Since the Naga Viper's heat level was reported, questions have flooded into the New Mexico State University Chile Pepper Institute, which did not do the testing and can't confirm that this pepper is the world's hottest.
"To confirm that the Naga Viper is the world's hottest, a scientific replicated experiment will have to be done," according to a note posted on the institute's website. It said that Fowler, who is a member of the institute, has been asked for a seed sample
"If Mr. Fowler is willing to submit a seed sample, The Chile Pepper Institute would grow the Naga Viper and the bhut jolokia side by side in replicated trials at New Mexico State University in 2011," according to the note.
Walley, who's grown hot peppers for more than a dozen years, said he knows it won't be easy to get Naga Viper seeds. He'll have to get them approved by customs first.
But he hopes to get enough to grow perhaps a dozen or so. They would, he said, fit in well with the other peppers he grows and sells, from orange habaneros to the bhut jolokia.
"With this being such a new hybrid, you don't know who they will take after," he said. "Can it be repeated?"
(EDITORS: STORY CAN END HERE)
___
MEASURING HEAT
A pepper's heat value is measured in Scoville units by calculating its content of capsaicin, the chemical that makes a chile hot.
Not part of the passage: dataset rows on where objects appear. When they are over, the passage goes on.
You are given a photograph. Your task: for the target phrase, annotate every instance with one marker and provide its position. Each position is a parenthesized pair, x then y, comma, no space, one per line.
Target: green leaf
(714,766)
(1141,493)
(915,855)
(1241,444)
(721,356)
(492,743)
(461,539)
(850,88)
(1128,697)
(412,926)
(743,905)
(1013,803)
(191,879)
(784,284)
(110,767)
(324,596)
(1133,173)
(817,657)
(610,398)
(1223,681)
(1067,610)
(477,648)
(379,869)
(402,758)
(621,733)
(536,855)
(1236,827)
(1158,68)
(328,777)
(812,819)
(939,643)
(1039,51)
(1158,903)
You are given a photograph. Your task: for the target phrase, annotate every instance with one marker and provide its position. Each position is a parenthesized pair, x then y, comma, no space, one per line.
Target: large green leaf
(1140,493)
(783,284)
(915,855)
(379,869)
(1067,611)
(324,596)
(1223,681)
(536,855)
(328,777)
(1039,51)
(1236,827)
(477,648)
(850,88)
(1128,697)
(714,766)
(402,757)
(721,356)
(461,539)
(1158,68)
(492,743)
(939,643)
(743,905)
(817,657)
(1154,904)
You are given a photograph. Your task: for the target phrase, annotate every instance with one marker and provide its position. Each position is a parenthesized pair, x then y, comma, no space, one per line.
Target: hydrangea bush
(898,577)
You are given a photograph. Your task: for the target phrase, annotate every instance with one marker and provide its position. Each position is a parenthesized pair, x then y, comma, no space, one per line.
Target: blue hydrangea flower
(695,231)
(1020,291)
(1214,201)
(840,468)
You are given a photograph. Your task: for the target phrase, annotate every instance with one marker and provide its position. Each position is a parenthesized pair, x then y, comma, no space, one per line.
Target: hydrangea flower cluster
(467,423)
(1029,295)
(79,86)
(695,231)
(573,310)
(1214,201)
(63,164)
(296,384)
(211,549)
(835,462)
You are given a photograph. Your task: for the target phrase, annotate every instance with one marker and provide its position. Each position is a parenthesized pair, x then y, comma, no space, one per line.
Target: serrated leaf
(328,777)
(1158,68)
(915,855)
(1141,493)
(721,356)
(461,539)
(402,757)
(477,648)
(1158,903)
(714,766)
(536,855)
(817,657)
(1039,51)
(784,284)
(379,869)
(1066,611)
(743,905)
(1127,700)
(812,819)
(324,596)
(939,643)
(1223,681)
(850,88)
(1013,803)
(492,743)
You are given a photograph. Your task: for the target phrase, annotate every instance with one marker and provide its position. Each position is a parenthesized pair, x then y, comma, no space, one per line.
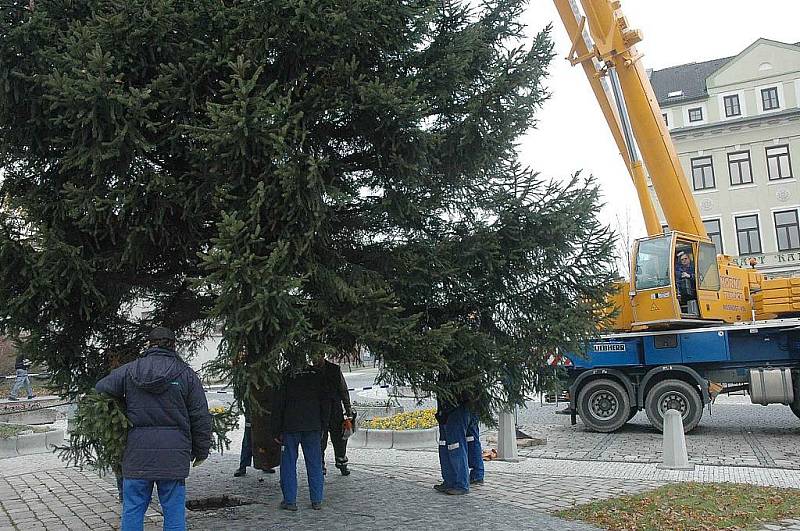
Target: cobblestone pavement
(740,434)
(388,489)
(38,492)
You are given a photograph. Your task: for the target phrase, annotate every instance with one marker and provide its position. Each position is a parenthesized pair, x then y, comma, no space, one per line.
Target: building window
(703,173)
(714,232)
(732,107)
(747,234)
(769,98)
(739,168)
(787,230)
(779,165)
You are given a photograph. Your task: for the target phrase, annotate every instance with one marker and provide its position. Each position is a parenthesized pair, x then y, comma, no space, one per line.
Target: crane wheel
(674,394)
(603,405)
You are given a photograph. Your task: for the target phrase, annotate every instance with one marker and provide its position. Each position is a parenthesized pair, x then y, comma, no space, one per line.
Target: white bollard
(675,455)
(507,438)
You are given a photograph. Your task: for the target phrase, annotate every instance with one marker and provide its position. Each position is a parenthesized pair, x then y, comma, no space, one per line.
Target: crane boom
(614,48)
(611,108)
Here's a look at the heat of some peppers.
Naga Viper: 1,359,000 units
Bhut jolokia: 1,001,304
Trinidad scorpion: 600,000-900,000
Red Savina habanero: 580,000
Orange habanero: 150,000-325,000
Cayenne: 30,000-50,000
Serrano: 8,000-22,000
Jalapeno: 2,500-8,000
Poblano: 1,000-2,000
Sweet bell pepper: 0
(EDITORS: STORY CAN END HERE)
___
TRY IT?
Gerald Fowler isn't selling the Naga Viper peppers from his England-based Chilli Pepper Co. But he is selling a Naga Viper sauce online, at www.chileseeds.co.uk.
"We couldn't resist incorporating some of the early fruits of this exciting development into this brand-new sauce," he wrote on his website. "The idea is to deliver blistering heat, without the inevitable disadvantages of unpleasant smell and taste associated with the use of traditional chilli extracts. And we are confident that this is what we have achieved."
The New Mexico State University Chile Pepper Institute does not have Naga Viper seeds, but the institute's shop has a variety of seeds and other pepper products.